Millie Barkley | Wed, 19 Feb 2020
Bouquets of multi-coloured, manufactured roses; jewellery so shiny, fragile and expensive, it’ll burn a hole in your wallet and your economic soul; dinners with wine that must have been bottled by the God himself, although questionable based on the taste, are but a few of the expectations that Valentine’s day brings with it.
Adverts, jokes, posters, cards from when we were so small, we had no idea what love even was, have ingrained the idea that if you’re going to show your affection, February 14th is the best, if not the only day to do it.
I’ll admit, when I was a single teenager in high school, pining over the hot sixth year boys, Valentine’s day seemed like a dream come true. The moment my crush could profess the love they’d been hiding all year with some grand, or secret, gesture – the stars would align, and life would be perfect. What Valentine’s really meant? Disappointment.
I’ve said it before and I’ll say it again, if someone doesn’t like you for a whole year, they don’t like you on Valentine’s – and if they’re acting like they do, they probably just want a cute bracelet.
The expectations on new relationships to buy the perfect gift and dish out potentially hundreds of pounds on a great night out for their new guy or gal is obscene, to say the least, as well as the idea that singles should, of course, celebrate the day with friends! Go out, have dinner, drink, spend.

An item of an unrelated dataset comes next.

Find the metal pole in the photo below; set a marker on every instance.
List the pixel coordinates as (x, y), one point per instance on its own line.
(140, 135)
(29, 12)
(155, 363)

And failing to have any friends, buy your mum something to show your love, buy a goodie bag specifically designed for your dog with heart shaped biscuits and a bright red chew-toy. News-flash – red isn’t actually in a dog’s colour spectrum, so you just bought them something yellowish/brown.
A corporate technique, which is tragically working wonders due to increasing materialism, is all Valentine’s Day is, to the point that I’ve heard stories of girls who will get a date or a boyfriend, right in time for the 14th, just to get a free meal before ditching the guy a few days later. Yes, this isn’t the days fault specifically, but honestly it should act as a warning to all people likely to be under the pressure of paying for said meal.
I might sound like a bitter, single student, but I’m actually in a really good relationship, and before you call me a hypocrite, here’s what we’ve opted to do for our second Valentine’s – nothing.
He’s going to come to my place, we’ll cook dinner, maybe buy a £5 bottle of cheap white to share (which is more a regular thing than I’d like, but certainly not special for the day) and probably watch a garbage movie on Netflix. No gifts, no dressing up, no hectic scrawling out a card last minute because the day came so much faster than we thought. And I can’t wait. It’s still a date, and we’ll still love each other, only I won’t wake up on the 15th and start applying for jobs – at least not for that reason, rent is still expensive.
We’re all students, and we’d don’t have mountains of cash to waste on a day like this just to feel like we love our partner or our parents or our pet enough. If you want to buy them flowers and chocolates (not for the dog please), then by all means show your love that way, but if you’re doing this to either prove something, or to buy your way out of not having to spend the whole night with them, or paying them a compliment, please just don’t.
You’re not doing them or yourself any favours by trying to buy affection, and a person doesn’t love you any less if they don’t have the money to treat you in the stereotypical fashion. Just love who you love and tell them that. That’s all the day’s about, and trust me, that’s all they really want to hear.